A four-armed steel blade at the bottom of the Multo’s 3.1-quart stainless steel bowl can chop, grate, grind, mix, and perform other food-processor-like chores. Attach the plastic whisk accessory to the top of the blade’s shaft and you can knead dough, emulsify, and whip cream, egg whites, and such. The Multo’s motor can spin at up to 5,200 rpm. A built-in scale function will weigh your ingredients, so you can cook with precision.
Once your ingredients are prepared, you can cook them in the same container or add ingredients you want to keep separate—potatoes, for example—by placing them in a simmering basket. The Multo can simmer, saute, boil or steam this way, and you can stack two additional steaming trays—one deep and one shallow—on top of the bowl’s lid to prepare additional side dishes. The built-in heating element can cook at up to 265 degrees Fahrenheit or it can just keep your food warm for up to 99 minutes if you’re not ready to serve it.

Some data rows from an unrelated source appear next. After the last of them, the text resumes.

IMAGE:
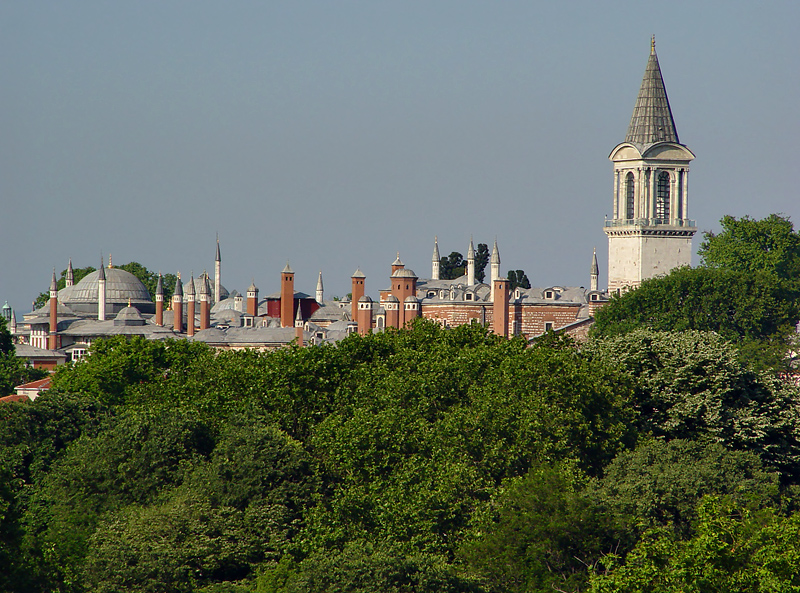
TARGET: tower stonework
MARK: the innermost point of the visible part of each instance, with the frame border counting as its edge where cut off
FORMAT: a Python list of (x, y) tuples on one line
[(650, 232)]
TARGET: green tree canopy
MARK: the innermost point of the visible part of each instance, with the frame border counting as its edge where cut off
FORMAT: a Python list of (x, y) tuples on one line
[(748, 245)]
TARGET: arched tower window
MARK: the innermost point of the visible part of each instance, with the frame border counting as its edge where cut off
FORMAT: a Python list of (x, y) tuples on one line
[(630, 190), (662, 196)]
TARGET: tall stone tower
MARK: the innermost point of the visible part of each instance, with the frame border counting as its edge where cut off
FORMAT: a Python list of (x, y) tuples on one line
[(650, 232)]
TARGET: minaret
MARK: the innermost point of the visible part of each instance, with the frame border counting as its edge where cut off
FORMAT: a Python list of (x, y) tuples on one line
[(205, 305), (435, 260), (177, 306), (494, 266), (650, 232), (52, 342), (287, 296), (217, 273), (320, 293), (470, 263), (190, 306), (101, 292), (356, 292), (160, 301), (252, 299)]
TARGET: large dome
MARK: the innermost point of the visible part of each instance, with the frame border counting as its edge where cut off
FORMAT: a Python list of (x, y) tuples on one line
[(121, 288)]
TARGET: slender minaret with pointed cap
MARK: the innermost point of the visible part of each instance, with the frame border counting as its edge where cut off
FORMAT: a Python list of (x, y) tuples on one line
[(320, 293), (101, 291), (650, 232), (436, 260), (190, 306), (205, 304), (287, 296), (52, 342), (217, 273), (470, 263), (177, 306), (494, 266), (160, 301)]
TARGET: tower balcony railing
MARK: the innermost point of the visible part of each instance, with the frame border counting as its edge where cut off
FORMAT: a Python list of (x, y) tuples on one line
[(641, 222)]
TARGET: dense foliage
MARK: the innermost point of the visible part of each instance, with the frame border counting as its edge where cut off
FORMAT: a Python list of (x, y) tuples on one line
[(415, 460)]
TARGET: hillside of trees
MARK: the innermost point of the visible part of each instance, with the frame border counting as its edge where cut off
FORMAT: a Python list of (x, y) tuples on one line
[(663, 455)]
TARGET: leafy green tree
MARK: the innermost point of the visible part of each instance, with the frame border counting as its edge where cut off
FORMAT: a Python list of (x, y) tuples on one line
[(751, 309), (544, 532), (661, 482), (748, 245), (733, 549), (692, 385), (518, 278)]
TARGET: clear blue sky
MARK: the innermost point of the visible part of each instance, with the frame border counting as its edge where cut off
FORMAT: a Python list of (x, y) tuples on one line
[(334, 134)]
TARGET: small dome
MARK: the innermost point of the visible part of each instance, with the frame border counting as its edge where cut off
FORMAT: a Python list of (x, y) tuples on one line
[(129, 316), (122, 288), (404, 273)]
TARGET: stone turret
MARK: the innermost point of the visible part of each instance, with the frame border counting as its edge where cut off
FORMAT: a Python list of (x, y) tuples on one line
[(494, 266)]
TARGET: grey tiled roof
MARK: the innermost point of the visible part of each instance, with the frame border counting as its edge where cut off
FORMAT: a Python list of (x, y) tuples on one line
[(652, 117)]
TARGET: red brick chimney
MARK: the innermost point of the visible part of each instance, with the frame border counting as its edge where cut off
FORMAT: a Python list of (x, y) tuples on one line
[(177, 306), (356, 292), (500, 307), (190, 307), (287, 297)]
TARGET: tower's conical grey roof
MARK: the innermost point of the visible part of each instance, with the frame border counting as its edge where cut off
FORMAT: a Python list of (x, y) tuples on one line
[(652, 118)]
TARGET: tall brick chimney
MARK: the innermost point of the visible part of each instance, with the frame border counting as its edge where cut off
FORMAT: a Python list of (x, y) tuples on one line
[(287, 297)]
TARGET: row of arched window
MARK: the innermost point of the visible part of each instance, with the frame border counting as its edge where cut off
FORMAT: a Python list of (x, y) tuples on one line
[(662, 196)]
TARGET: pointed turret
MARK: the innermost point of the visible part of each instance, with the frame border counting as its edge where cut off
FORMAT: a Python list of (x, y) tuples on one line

Download one of the online recipes, which can be customized according to the number of servings you want to prepare, and a guided cooking feature on the tablet can step you through the entire process. When you’ve finished preparing your meal, CookingPal says you can add soap and water to the bowl and the unit will deep-clean itself; there’s also a lighter cleaning mode that you can use in between two cooking steps. All of the Multo’s components—with the exception of the base unit and the tablet, of course—can also be cleaned in the dishwasher (top rack recommended).
The manufacturer sent us a review unit last week, so we’ll publish an in-depth review once we’ve prepared a few meals with the system. If you’d like to take the plunge now, CookingPal is taking pre-orders for delivery in July at a discounted price of $799. The company says that price will go up by 20 percent once the Multo becomes generally available.